Les victimes, quatre femmes, disent avoir subi les caresses d’un “frotteur” alors qu’elles étaient installées dans le TER. Certaines étaient debout dans des rames bondées, d’autres assises dans des rames où d’autres passagers étaient présents, ce qui n’a pas empêché un individu de se coller à elles.
S’il est difficile d’affirmer que les quatre jeunes femmes ont été victimes du même homme, l’une d’elles a témoigné dans le Républicain Lorrain pour alerter les autres voyageurs. Elle raconte que son agresseur s’est collé à elle dans le train, bondé, et l’avait volontairement suivie alors qu’elle avait changé de rame. C’est finalement l’intervention d’un autre passager qui a permis de mettre fin à son calvaire. Ce dernier a assuré que le “frotteur” avait une érection au moment de l’agression.

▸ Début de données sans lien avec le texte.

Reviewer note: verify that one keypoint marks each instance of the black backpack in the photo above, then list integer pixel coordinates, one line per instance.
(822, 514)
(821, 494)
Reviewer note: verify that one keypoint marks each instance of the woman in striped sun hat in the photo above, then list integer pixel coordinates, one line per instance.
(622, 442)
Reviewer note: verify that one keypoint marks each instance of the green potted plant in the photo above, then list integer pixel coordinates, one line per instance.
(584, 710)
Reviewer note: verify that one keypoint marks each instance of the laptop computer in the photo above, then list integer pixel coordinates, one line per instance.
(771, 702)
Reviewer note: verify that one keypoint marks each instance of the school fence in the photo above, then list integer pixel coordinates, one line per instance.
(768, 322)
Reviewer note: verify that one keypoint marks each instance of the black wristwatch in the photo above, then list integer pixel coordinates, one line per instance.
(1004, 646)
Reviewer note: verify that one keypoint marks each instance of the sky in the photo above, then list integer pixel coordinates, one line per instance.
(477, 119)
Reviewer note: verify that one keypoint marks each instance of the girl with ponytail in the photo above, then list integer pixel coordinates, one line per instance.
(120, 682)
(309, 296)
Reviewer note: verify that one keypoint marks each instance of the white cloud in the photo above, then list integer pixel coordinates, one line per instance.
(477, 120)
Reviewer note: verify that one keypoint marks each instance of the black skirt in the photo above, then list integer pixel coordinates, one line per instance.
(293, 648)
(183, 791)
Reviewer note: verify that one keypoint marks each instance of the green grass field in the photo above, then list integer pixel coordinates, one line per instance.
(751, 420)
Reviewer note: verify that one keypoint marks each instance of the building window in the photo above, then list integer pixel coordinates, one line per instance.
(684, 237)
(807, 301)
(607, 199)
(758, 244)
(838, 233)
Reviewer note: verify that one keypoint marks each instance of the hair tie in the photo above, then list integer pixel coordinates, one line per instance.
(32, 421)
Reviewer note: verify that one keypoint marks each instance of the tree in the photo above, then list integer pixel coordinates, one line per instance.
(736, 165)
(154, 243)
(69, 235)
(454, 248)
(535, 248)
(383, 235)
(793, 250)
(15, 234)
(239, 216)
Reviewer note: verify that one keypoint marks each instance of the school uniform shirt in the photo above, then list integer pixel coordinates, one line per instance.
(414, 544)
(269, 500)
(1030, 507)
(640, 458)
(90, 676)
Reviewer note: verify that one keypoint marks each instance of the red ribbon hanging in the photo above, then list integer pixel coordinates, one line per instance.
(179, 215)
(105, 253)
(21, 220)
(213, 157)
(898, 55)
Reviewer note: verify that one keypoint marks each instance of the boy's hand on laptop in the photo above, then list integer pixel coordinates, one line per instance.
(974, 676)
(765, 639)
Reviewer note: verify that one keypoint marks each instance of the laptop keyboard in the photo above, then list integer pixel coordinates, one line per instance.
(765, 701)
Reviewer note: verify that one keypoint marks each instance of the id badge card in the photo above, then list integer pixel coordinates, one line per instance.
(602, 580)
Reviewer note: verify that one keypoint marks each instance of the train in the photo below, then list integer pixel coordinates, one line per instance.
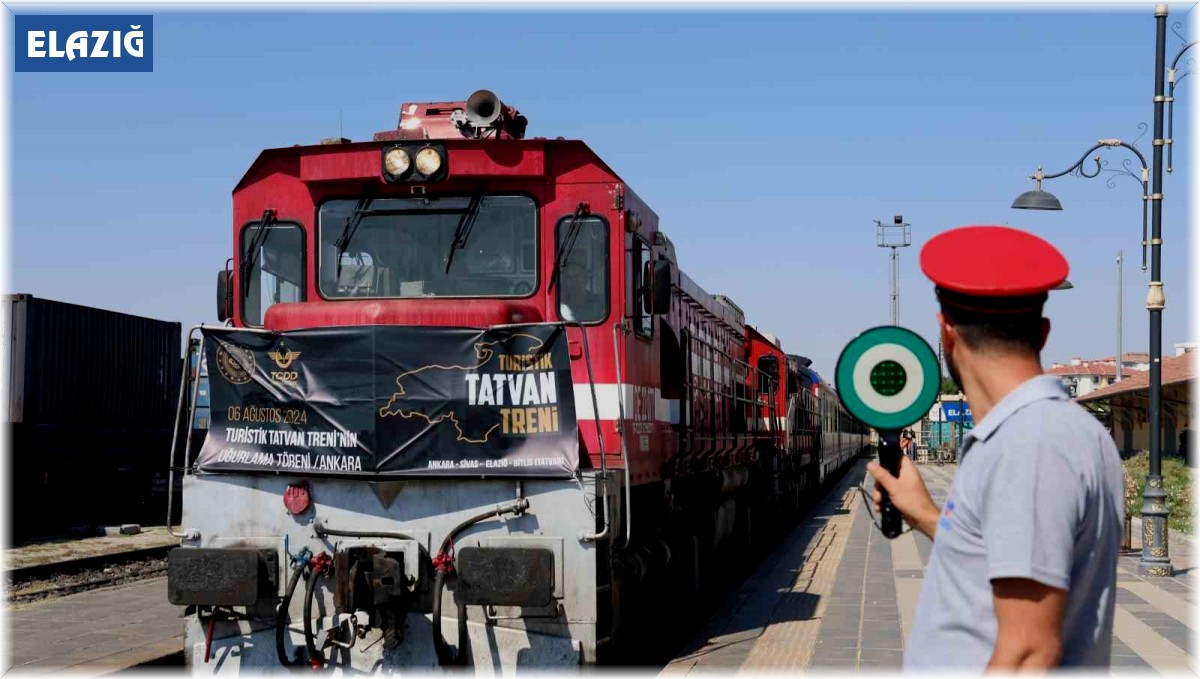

Pour contrer ce genre d’agissements, la SNCF a mis en place un numéro de téléphone, le 3117 pour un appel ou le 31177 par SMS, afin de contacter son service de sécurité.
Sur son site internet, la police française recommande en cas d’agressions sexuelles de récolter des preuves permettant de reconnaître l’agresseur. “Par exemple en cas d’agression dans les transports, demandez les coordonnées aux personnes témoins pour qu’ils puissent être auditionnés par la suite” précisent les autorités. Si vous ne pouvez pas parler, il existe un service de messagerie spécialisé pour contacter la gendarmerie la plus proche.
Il est toutefois nécessaire de porter plainte pour espérer des poursuites. En France, l’auteur d’une agression sexuelle peut être condamné à une peine de cinq ans d’emprisonnement, à une amende de 75.000€ et sera inscrit au fichier des auteurs d’infractions sexuelles.